2 thoughts on “Their Voices Will Not Be Silenced

  1. Hi Traveler, Good Saturday ,,, Christmas is now 25 days away ! UGH

    A long time ago, my husband was diagnosed Bi-Polar II Rapid Cycling. In the beginning, it was very difficult. One, finding the right doctor and two finding the right medication. Over the first year, all the medication he was given stripped away an entire side of his brain, leaving me with half the man who came out the other end. i documented very piece of data that took place, over the past fifteen years. Mental health professionals here in Montreal, are few and far between. Needless to say, I have a Master File on Bi-Polar disorder.

    Many of our young people, in our rooms, suffer from one problem or another. In the past, I took all the data I had amassed and tried to help where I could, like you said, family can do what an individual cannot. Where I could be of service I was, and where I could not, I wasn’t. At one point, attempting to help my kids in the rooms, I had to get their parents involved as well.

    Because I have learned that those who suffer from mental health issues, in our rooms, do so alone. So having a “Second set of Eyes” on them is paramount. For my husband, I was that second set of eyes.

    When I attempted to get families involved with the care of their sons, every single one of them failed, telling me that they could not be bothered in helping their kids get better, because they had lives to live and that they just could not waste time helping someone other than themselves. It was too much to handle alone, the need was too great for just one person, and like I said, mental health assistance is slim on the ground here.

    For a few years now, I have a couple of friends whom I have tried to help. They are now married, but are in such a deep hole, that I have failed to make any upward progress in helping them. Their family is involved, albeit from a safe distance. Social services are involved along with the local mental hospital called the Douglas. The cycle is always the same. I get a call or a text, when light shines upon them. But when I engage, nothing I say does any it of good, and silence falls. for months at a time. It also does not help that they are sunk in addiction as well as mental health issues. There is only so much I can do myself. And according to Jordan … We cannot help someone who does not want to be helped.

    Mental health is such an issue here, and so many people are going without. Not enough doctors, and medication is not cheap, if you can find a reputable doctor who will prescribe it. The kicker there is this: Follow up is non existent. Doctors will do an intake or a first appointment, then fail to commit to long term observation, so long term mental health care does not exist, except for the very lucky.

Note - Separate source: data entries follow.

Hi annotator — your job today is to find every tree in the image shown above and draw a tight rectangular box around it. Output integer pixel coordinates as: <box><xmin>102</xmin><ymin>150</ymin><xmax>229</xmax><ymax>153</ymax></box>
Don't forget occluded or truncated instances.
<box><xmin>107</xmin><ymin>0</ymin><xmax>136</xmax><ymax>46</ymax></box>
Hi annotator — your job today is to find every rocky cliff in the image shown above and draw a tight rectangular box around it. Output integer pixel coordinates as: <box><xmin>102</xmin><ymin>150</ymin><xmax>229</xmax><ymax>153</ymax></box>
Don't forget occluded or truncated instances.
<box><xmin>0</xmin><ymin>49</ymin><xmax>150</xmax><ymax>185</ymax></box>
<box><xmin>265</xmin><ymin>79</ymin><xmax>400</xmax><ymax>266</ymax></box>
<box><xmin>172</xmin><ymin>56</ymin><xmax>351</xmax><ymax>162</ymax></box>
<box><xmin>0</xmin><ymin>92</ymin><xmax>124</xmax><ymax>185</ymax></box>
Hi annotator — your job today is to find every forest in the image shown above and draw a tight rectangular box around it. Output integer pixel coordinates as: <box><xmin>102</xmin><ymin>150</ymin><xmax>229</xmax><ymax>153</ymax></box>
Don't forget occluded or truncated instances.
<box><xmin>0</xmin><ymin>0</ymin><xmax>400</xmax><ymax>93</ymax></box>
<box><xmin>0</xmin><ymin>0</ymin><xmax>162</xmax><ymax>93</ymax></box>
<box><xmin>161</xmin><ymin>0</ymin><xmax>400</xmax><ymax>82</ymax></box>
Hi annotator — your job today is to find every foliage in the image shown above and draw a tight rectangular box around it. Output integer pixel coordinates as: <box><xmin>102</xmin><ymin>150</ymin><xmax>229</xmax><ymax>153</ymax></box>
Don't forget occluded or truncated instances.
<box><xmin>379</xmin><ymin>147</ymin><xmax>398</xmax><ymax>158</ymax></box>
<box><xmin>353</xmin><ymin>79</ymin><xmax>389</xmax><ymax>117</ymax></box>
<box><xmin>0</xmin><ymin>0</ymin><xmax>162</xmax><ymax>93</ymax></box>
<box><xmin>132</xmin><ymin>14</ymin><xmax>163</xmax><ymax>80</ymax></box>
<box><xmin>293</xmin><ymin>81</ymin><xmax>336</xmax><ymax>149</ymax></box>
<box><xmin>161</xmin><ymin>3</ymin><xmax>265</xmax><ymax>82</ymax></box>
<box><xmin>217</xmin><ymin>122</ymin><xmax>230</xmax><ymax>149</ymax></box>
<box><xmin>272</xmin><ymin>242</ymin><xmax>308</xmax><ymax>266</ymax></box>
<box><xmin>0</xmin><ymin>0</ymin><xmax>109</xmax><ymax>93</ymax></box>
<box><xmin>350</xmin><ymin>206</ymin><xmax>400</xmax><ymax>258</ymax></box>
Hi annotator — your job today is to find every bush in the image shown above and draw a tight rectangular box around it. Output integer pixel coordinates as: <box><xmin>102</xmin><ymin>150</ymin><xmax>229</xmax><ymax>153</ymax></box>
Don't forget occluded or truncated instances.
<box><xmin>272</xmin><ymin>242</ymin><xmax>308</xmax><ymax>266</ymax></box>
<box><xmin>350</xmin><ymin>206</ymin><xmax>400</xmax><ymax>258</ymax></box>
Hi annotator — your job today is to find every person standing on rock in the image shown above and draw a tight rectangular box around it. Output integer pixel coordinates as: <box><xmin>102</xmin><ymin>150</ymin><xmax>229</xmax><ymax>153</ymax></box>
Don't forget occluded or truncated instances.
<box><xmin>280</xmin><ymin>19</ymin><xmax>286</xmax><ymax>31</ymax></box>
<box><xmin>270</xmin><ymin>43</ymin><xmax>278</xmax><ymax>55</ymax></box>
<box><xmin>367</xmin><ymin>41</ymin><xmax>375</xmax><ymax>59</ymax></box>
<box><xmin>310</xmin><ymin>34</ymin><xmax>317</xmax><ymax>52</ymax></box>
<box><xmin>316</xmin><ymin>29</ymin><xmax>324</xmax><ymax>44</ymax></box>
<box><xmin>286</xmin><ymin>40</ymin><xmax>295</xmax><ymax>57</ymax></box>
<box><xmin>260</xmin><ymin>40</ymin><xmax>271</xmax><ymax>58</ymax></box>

    The Police here, cannot be trusted, they continually fail everyone, but most especially the mentally challenged and homeless populations, also including our Native and Inuit populations. The police won’t take someone in need where they need to go, what they do is just put them in the car, and drive them to another section of the city, so residents won’t see them in their particular neighborhoods. So they dump them on some one else’s so called door step.

    Homeless shelters are doing multiple duty in caring for those in need and trying to help the mentally challenged within their shelters. I see this every Sunday morning at the Old Brewery Mission where I work on Sunday mornings.

    There are not enough “Second Sets Of Eyes,” for everyone who needs them.

    I cannot help everyone who needs it, and it might seem selfish, but I know where my strengths are, and what my weaknesses are too. I do what I can, but I have to draw a line with people who don’t seem to want to listen to anything I say to them. If people don’t want help, then I cannot help them get them where they need to go, or help them with what I can, on any given day.


    Liked by 1 person

    • Like you, Jeremy. I can’t help everyone who needs it, nor can I be at anyone’s beck and call-other than my son & daughter-in-law, my mother or my siblings, and then within reason. So, we each do what we can, for those who would just like SOMEONE to show caring and respect.